One good bit of news is that a growing share of women today are in managerial or professional occupations. These positions often have higher wages and employment benefits. Also, a larger share of women are starting their own businesses. 37% of women were business owners in 2012 compared to 30.4% in 2007. The bad news? Too many other women are still employed in low-wage jobs that don’t pay a livable wage; 30.2% to be exact. The Institute’s report card ranks Michigan 27th nationally for the share of women in poverty. Approximately 16% of women in the state ages 18 and older are experiencing poverty. That’s approximately 1.3 million women who are struggling financially.
So it’s clear, we have a long way to go before we can say women in Michigan are being treated equally in the realm of employment and opportunity.

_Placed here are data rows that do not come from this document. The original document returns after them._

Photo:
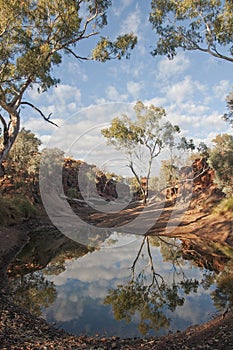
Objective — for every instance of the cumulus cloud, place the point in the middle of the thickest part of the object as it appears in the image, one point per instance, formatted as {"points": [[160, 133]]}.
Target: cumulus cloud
{"points": [[134, 88], [113, 94], [120, 6], [168, 69], [183, 90], [222, 89], [132, 23]]}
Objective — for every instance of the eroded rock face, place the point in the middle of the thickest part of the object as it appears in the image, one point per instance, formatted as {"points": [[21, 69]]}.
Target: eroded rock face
{"points": [[194, 180]]}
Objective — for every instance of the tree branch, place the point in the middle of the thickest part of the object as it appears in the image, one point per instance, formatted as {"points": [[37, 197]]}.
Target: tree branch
{"points": [[76, 56], [47, 119], [5, 130]]}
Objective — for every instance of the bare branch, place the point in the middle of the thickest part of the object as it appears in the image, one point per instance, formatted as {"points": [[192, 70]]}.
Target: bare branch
{"points": [[76, 56], [47, 119]]}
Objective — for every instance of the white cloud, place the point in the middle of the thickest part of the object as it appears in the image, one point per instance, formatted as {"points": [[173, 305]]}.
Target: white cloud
{"points": [[132, 22], [222, 89], [183, 90], [168, 69], [134, 88], [121, 6], [113, 94]]}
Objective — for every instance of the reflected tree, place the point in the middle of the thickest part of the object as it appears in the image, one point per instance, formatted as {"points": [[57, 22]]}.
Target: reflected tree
{"points": [[223, 294], [149, 295], [33, 292]]}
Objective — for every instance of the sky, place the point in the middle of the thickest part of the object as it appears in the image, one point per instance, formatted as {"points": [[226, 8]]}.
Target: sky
{"points": [[192, 88]]}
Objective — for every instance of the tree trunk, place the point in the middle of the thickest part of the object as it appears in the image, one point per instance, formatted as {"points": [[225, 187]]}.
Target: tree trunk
{"points": [[10, 133]]}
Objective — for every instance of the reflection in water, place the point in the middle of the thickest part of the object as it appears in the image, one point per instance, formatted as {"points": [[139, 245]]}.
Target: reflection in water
{"points": [[147, 285]]}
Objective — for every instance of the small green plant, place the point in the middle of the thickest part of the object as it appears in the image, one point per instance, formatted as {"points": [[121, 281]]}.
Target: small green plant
{"points": [[72, 192], [225, 206], [15, 209]]}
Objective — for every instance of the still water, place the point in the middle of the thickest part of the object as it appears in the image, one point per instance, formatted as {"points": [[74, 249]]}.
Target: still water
{"points": [[128, 286]]}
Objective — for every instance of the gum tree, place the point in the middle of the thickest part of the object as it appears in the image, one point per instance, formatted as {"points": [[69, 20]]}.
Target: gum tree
{"points": [[34, 35], [141, 139], [206, 26]]}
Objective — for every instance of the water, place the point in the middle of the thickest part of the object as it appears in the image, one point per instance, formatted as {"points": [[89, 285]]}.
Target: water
{"points": [[129, 286]]}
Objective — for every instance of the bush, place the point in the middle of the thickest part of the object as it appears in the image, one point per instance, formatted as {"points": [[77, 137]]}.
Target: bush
{"points": [[15, 209]]}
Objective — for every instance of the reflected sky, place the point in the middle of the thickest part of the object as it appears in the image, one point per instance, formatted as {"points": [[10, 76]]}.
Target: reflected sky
{"points": [[83, 286]]}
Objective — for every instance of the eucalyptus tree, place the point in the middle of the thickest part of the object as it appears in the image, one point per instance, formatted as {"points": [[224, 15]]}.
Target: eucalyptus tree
{"points": [[206, 26], [141, 139], [221, 158], [229, 115], [33, 37]]}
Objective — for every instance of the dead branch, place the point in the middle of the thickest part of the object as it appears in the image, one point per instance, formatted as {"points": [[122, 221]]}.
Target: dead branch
{"points": [[47, 119]]}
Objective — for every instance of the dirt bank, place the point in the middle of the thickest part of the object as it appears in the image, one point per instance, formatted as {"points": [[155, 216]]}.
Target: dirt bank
{"points": [[20, 330]]}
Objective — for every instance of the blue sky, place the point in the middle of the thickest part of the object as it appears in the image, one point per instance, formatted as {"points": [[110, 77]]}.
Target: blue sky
{"points": [[192, 88]]}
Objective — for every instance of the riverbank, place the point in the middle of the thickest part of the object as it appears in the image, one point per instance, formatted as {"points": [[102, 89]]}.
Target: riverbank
{"points": [[21, 330]]}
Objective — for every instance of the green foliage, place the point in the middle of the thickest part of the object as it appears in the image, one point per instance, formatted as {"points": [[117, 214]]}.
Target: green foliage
{"points": [[225, 206], [221, 157], [15, 209], [34, 36], [193, 25], [72, 192], [33, 292], [24, 155], [142, 138], [229, 115]]}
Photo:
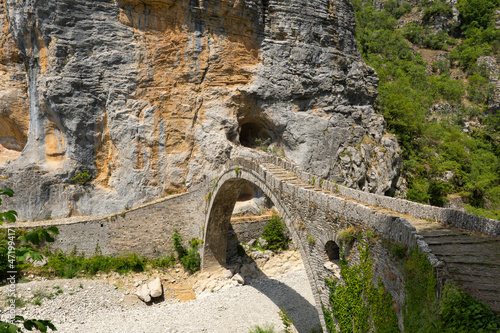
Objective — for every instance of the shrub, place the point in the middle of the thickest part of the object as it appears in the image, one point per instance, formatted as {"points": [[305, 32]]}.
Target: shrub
{"points": [[189, 258], [274, 234], [82, 177], [163, 262], [438, 8], [347, 236], [357, 304]]}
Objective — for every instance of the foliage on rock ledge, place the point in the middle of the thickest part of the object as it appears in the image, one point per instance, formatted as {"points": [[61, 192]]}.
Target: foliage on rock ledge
{"points": [[454, 312], [440, 157], [357, 304]]}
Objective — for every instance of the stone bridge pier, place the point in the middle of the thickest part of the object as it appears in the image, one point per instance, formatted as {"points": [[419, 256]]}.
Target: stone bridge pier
{"points": [[316, 210]]}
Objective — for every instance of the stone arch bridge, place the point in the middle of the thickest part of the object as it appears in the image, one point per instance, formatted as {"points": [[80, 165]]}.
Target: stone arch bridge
{"points": [[462, 247]]}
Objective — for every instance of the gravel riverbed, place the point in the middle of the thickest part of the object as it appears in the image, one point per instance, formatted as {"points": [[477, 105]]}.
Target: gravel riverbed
{"points": [[109, 305]]}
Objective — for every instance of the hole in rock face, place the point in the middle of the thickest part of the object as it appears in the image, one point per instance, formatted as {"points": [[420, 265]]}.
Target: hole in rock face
{"points": [[332, 251], [253, 135]]}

There are plenty of solutions. One is raising the minimum wage, and sticking to it. Another is compensating women equally for their work. A third is strengthening programs that support working women like the Earned Income Tax Credit (EITC). I don’t know about you, but I’d really like to see progress before 2084.
My mom is nearing retirement age, but she still works part-time. Every day she wakes ups, eats a quick breakfast and arrives to work early to get a head start on the work for the day. She’s joined by millions of women in Michigan who like her, have also worked odd jobs, are modern renaissance women themselves, and continue to work almost every day. Women’s work is valuable. It’s time our policies reflect that truth.